With six games left in the regular season, and barring a collapse by any of the top three, the Giants (7-3) appear a lock for a wild-card spot and a third straight playoff berth.
``We have to play to try to stay there and work our way into the playoffs and get another shot at those upper-tier teams that we have already played,'' defensive tackle Barry Cofield said. ``We have so much to play for, so much still on our plate, and so much still to be excited about. There is no time to mope.''
The playoffs are certainly there for taking. Of the six opponents left on New York's schedule, only the undefeated Patriots have a winning record. That game won't be played until the final weekend of the season.
``We know we are a good football team,'' defensive tackle Fred Robbins said. ``We know we have three losses; we just have to keep moving on. We can't get high on ourselves. We have to go out and perform. This is crunch time, where teams are making their push and we have to do the same thing.''
Here's where things stand in the NFC heading into crunch time:
-Dallas had a two-game lead in the East over the Giants.
-Green Bay is three up on Detroit in the North.
-Tampa Bay (6-4) has a two-game lead in the South.
-Seattle is one up on Arizona in the West.
New York leads Detroit (6-4) in the race for the top wild card, and it has the tiebreaker should the teams finish with the same record after beating the Lions last Sunday.
Tom Coughlin's team also has a two-game lead over Philadelphia, Washington and Arizona (all 5-5) and a three-game edge on the 4-6 crowd - New Orleans, Carolina, Minnesota and Chicago - in the wild-card race.
While it all sounds nice, middle linebacker Antonio Pierce thinks the Giants have a shot at catching the Cowboys. That would be tough because Dallas swept the season series and has the tiebreaker if they finish tied.
``We're not quitting or giving up on that,'' Pierce said. ``Hopefully, at the end of the season it goes our way.''
The Cowboys' toughest game will come a week after Thanksgiving, when they play the Packers on a Thursday night in Dallas.
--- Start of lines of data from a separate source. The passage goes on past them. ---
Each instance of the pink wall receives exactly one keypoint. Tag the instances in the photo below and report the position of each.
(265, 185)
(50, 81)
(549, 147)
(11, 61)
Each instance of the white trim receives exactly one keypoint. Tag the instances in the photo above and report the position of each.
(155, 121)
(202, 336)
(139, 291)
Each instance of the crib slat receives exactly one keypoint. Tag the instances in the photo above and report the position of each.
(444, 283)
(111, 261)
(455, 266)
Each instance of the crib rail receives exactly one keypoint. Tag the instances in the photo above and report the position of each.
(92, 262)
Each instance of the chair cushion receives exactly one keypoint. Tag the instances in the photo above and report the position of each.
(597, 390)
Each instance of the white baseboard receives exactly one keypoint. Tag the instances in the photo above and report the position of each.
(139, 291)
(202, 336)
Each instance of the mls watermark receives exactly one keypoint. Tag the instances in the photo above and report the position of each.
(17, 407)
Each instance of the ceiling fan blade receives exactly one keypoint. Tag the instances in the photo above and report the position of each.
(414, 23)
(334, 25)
The winner probably will have home-field advantage on the postseason road to the Super Bowl.
No one is surprised that Tony Romo, Terrell Owens and the Cowboys are in the mix. They certainly have the talent and could have gone deeper in the playoffs last year had Romo not muffed a snap on a potential winning field goal attempt against Seattle.
The same can't be said for Brett Favre and the Pack, who were coming off an 8-8 season. Even Favre admits Green Bay has exceeded expectations, noting the team has gained confidence by winning when it doesn't play its best.
``From here on out, we have to play our best football and we have to approach every game that way,'' he said. ``We have to play our best football. New England may not have to approach games that way and still get away with it. They're going to say that, but they could probably get by making a lot of mistakes.
``There was a time in my career where we were so good that we could screw around,'' Favre said. ``We were down 10-0 to Carolina in a championship game here, no big deal. We can't afford to do that right now. Play them one game and one play at a time and see what happens.''
That's the approach Coughlin has taken every week. Nothing has changed with the Minnesota Vikings on tap Sunday.
It will be interesting to see how New York performs. It collapsed down the stretch last year after being hit by a string of injuries. Now is the first time this season it is facing multiple injuries among its starters.
Linebacker Mathias Kiwanuka broke his left leg against the Lions and the status of halfback Brandon Jacobs is uncertain because of a hamstring injury.
``We are excited and looking forward,'' said Coughlin, whose team has won seven of its last eight games. ``As I said, one game at a time, but very much aware of the fact that we have played 10 and we have a six-game schedule.''
After Minnesota, New York finishes with games at Chicago, at Philadelphia, Washington, at Buffalo and New England.
``Obviously we have lost to two good teams, and we are playing well and on a roll,'' quarterback Eli Manning said. ``We've beaten all the teams we're supposed to beat. That's the way it goes. We've got to beat the teams we are supposed to beat and play all them tough.''
If the Giants do that, maybe they will catch Dallas.
``They're not going to go away,'' Cowboys defensive end Chris Canty said. ``I've seen the history of the New York football Giants are not going to go away, they are not. That's not their coach's mentality, that's not who they are players-wise.''
Giants offensive tackle David Diehl agrees.
``Teams sneak up, teams come on strong to put themselves in great position for the postseason,'' he said. ``We still have high expectations.''
AP Sports Writers Chris Jenkins in Green Bay and Stephen Hawkins in Dallas contributed to this story.